We use S3 as the default restore path because it is fast enough and portable across the clouds and regions Cerebrium supports. Local NVMe is fast when the checkpoint is already cached on the node, while object storage remains the durable source of truth.

These results are specific to g5.12xlarge. On nodes with higher network bandwidth or faster local storage, restore times improve further.

The hard part: real workloads are messy

Checkpointing is easiest when the workload’s state is self-contained to memory. Real GPU workloads are rarely that clean.

A snapshot can preserve the warmed-up runtime, but it cannot blindly preserve every external dependency around it. After restore, the application may still hold references to a filesystem path, socket, IP address, device handle, or driver state that was valid before the move but invalid after it. That is where most of the finicky behavior comes from.

Network state is the first obvious example. Open TCP connections are tied to the original runtime environment. After restore, those connections have been terminated, and the container may also have a different external IP. This breaks frameworks that use the container’s external IP for internal heartbeats, worker coordination, or control-plane communication. In vLLM, for example, this meant the process could restore successfully but still fail internally because parts of the runtime were trying to communicate through an address that was no longer valid. The fix was to pin internal framework communication to loopback using VLLM_HOST_IP=127.0.0.1, so that worker coordination no longer depended on the external IP assigned to the container.

Multiprocessing creates another class of problems. Many Python serving frameworks use worker processes, and if those workers are created with fork, they can inherit NVIDIA driver file descriptors from the parent process. That matters because the checkpoint system needs a clean understanding of which processes actually own GPU state. Leaked driver file descriptors can make the runtime believe the GPU is still in use by processes that should not block checkpointing, or cause restore behavior that is difficult to reason about. For vLLM, the fix was to use spawn instead of fork for GPU workers with VLLM_WORKER_MULTIPROC_METHOD=spawn, so child processes start cleanly instead of inheriting GPU driver state from the parent.

Local runtime files are another subtle edge. Frameworks often create Unix sockets, temporary files, lock files, and coordination state on local disk. If that local filesystem is not restored with the checkpoint, the process can wake up expecting files that no longer exist. This is one of the more annoying failure modes because the process may look healthy from the outside while workers silently fail to communicate internally.
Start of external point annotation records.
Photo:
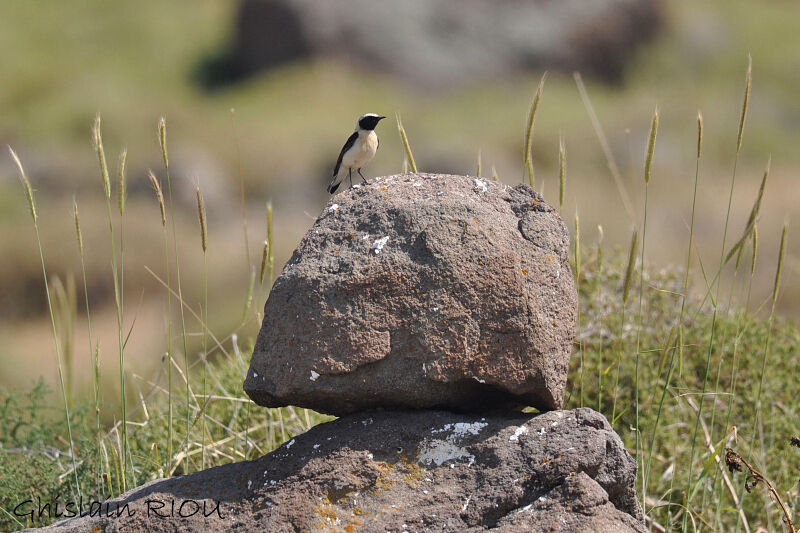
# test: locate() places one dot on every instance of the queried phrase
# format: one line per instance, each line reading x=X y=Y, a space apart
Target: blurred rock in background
x=440 y=43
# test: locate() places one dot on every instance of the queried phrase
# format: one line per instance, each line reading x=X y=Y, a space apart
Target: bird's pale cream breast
x=362 y=151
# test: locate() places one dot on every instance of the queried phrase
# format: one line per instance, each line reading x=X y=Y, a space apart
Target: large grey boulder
x=417 y=471
x=438 y=43
x=421 y=291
In vLLM, we solved this by moving restore-critical RPC state to a small preserved path using VLLM_RPC_BASE_PATH=/run/cuda-ckpt.

The timing of the checkpoint also matters. A checkpoint needs a consistent view of CPU and GPU memory. If CUDA work is still running while the snapshot is taken, the checkpoint may be inconsistent or unsafe to restore. In practice, this means checkpointing has to happen after the workload has finished warming up and reached a known idle state. For some frameworks, that requires an explicit readiness step: load the model, run the warmup pass, wait for compilation or CUDA graph capture to finish, and only then trigger the checkpoint.

Another optimization is deciding what should not be checkpointed. vLLM sleep mode is useful here because it can drop transient state like the KV cache before the checkpoint is taken. The KV cache can be large, and preserving it makes the checkpoint bigger, slower to upload, and slower to restore. For many workloads, the cache is not worth carrying across restores because it is request-specific and can be rebuilt naturally once traffic resumes. In those cases, putting vLLM into sleep mode before checkpointing dramatically reduces the snapshot size and improves restore performance. We expose this as a choice rather than forcing one behavior: users can decide whether they want to preserve that state across restores or discard it to make checkpointing faster.

The last constraint is compatibility. A GPU memory checkpoint is not a portable artifact in the same way a container image is. It is tied to the environment it was created in: GPU type, CPU architecture, machine type, driver/runtime compatibility, and gVisor version. A checkpoint created on one hardware and runtime shape cannot safely be restored onto an arbitrary other one. Because of that, we key checkpoints by compatibility, not just by application. The restore path only uses a checkpoint when the target environment matches the original checkpoint environment.

The bigger pattern is that GPU memory checkpointing is not just “dump memory and reload it.” It is about separating state that can be frozen from state that must be recreated, reconnected, or moved into a checkp

[truncated for AI cost control]